Meet the bookseller with Emma Clarke
In this Meet the Bookseller column we chat with Emma Clarke, one of our excellent St Kilda booksellers! We talk about everything from the favourite part of the job to the ideal fictional world to be trapped within.
Emma is also the new host of our weekly Readings St Kilda storytimes that take place every Saturday at 2pm.
What is your favourite part of your job?
There are a lot of things I love about my job. My favourite … probably helping kids find books they’re excited about and giving them stickers (stickers are just cool). There’s something extraordinary about being a part of developing a love for reading with kids. Even if it’s a small part of their journey.
What is the hardest question a customer has asked you in the bookshop?
Can you find me an easy-read fiction book where nothing bad or sad happens for my (insert friend or family member here)? It’s so hard, and it often comes up (fair enough)! Even now, I struggle to think of one! It’s also hard because where’s the line for ‘bad’? I don’t know! Ah! Someone help me!
Describe your taste in books.
Anything that really uses the landscape as a character/central element is something I’m interested in. Reading Ursula K. Le Guin as a young teen really pushed me in that direction and I haven’t looked back. Also, a book with a non-human as the primary focus! I find writing about them fascinating, trying to understand and empathise with creatures you can never really know? Sign me up! What a creative feat.
Tell us about an Australian book that made a significant impact on you. Tell us about a book that changed the way you think.
Only the Animals by Ceridwen Dovey. Not only did it make me cry on the tram on my most recent re-read (look, I’m an easy crier!) but when I read it as a teenager, it broke down my understanding of what an animal is. I hadn’t read anything like it at the time. It was completely revolutionary for me.
If you were cursed to be trapped inside the world of a book, which one would you pick – and why?
Lordy! Alright. I assume I can pick a region in a world? I think I’d want to live in The Shire, Middle Earth. I know! But I miss living on my parents’ farm and the outfits that the hobbits wear are really sweet. I feel like I just want to lounge around in rolling fields, garden, host small dinner parties with sherry and have many breakfasts (the best meal). But I’d want to be a mischievous hobbit, not one of those stuffy Proudfoots!
What’s the best book you’ve read lately and why?
Autobiography of Red by Anne Carson. I haven’t even finished it, but I’m entirely enchanted and a bit sad that it’s nearly over. It’s hard to put into words why it’s so good but I think it’s how close to the bone Carson cuts with the mundane. Why is there a fruit bowl that has never had fruit in it before? How does it feel being completely void of purpose? Stuff like that is peppered throughout the book. It’s just a witty, passionate mutt of a romance. I love it.

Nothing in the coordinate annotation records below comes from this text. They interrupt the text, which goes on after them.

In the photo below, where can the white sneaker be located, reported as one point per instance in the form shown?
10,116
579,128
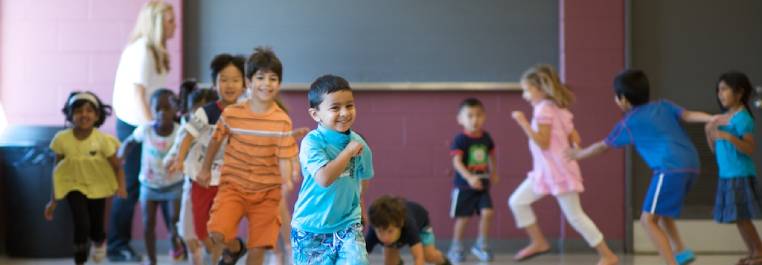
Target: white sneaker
99,252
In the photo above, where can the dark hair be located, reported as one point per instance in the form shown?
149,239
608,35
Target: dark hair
221,61
187,87
632,84
325,85
263,59
740,84
162,92
387,211
201,95
68,110
470,103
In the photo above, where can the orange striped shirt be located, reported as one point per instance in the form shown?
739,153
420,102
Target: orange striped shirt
255,143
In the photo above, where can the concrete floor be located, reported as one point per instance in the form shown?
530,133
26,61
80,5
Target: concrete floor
573,259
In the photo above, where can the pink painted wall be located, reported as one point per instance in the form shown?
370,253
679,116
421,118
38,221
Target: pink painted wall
49,48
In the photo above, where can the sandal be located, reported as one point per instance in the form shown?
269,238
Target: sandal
233,257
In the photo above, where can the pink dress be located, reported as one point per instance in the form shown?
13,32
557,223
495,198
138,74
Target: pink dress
552,172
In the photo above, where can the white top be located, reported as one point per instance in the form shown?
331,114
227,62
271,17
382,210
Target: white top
202,131
153,173
137,66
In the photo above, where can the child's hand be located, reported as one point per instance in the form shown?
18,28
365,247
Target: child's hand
50,208
519,117
121,192
354,148
299,133
475,183
494,179
204,177
573,153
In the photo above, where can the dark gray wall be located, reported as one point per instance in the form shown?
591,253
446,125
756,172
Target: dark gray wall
378,41
684,45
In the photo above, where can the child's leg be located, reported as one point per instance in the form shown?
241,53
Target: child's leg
352,246
432,255
392,256
520,203
149,226
650,223
750,237
572,209
672,234
485,220
81,217
97,210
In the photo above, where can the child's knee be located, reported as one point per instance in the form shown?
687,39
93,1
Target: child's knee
487,213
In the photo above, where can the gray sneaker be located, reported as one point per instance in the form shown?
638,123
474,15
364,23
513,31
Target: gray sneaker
484,254
456,255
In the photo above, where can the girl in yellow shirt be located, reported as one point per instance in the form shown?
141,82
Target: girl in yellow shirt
86,173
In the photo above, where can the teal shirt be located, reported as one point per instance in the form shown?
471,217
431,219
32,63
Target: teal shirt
733,163
336,207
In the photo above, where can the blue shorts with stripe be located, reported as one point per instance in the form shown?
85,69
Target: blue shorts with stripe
666,193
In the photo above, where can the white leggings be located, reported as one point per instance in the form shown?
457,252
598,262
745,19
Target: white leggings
521,205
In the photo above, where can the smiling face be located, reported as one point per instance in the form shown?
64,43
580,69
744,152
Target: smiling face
230,84
264,85
336,112
471,118
164,110
388,235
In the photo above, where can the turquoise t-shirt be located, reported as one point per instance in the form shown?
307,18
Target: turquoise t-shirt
733,163
336,207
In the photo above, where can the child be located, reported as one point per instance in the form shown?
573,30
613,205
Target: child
336,165
550,134
396,223
87,171
738,192
257,162
195,100
653,127
228,79
158,187
474,163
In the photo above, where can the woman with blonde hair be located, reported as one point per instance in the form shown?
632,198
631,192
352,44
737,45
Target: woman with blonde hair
143,68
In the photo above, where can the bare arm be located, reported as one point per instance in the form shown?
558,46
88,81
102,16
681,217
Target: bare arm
473,181
326,175
205,175
696,116
51,206
590,151
744,145
541,137
417,252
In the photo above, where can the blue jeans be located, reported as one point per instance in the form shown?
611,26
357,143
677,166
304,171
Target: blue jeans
343,247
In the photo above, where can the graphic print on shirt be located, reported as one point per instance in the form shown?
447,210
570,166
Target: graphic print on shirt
478,160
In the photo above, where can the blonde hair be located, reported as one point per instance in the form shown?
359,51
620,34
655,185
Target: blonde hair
150,25
544,77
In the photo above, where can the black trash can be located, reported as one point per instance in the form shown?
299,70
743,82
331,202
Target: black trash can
26,166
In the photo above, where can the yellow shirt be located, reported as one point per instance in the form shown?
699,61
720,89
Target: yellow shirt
85,166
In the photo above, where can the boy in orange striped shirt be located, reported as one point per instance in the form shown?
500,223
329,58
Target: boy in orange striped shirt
257,164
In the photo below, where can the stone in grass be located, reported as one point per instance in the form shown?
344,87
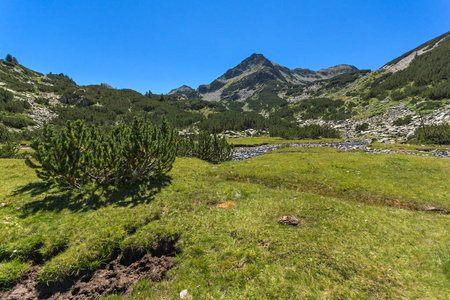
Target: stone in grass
288,220
184,294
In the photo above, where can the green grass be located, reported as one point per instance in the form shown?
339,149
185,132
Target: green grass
353,240
411,148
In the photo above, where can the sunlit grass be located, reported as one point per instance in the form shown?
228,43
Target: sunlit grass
345,246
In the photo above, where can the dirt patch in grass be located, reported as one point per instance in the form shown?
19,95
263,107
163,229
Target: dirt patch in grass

What books are sitting on your bedside table right now?
For some reason, I’ve always been anti-bedside table, so I’ve got books … on my floor, which now thinking about it seems impractical. I’m going to trip over them one day and I’ll have only myself to blame. Anyway, I’ve got: Animal Dreams by David Brooks, Dark Ecology by Timothy Morton, Staying with the Trouble by Donna Haraway (so much theory!) and Plainwater by Anne Carson. All of these are books I ‘jump’ in and out of often. Reading them in one go would be a crime of passion that I don’t want to engage in. What if I don’t absorb them properly?!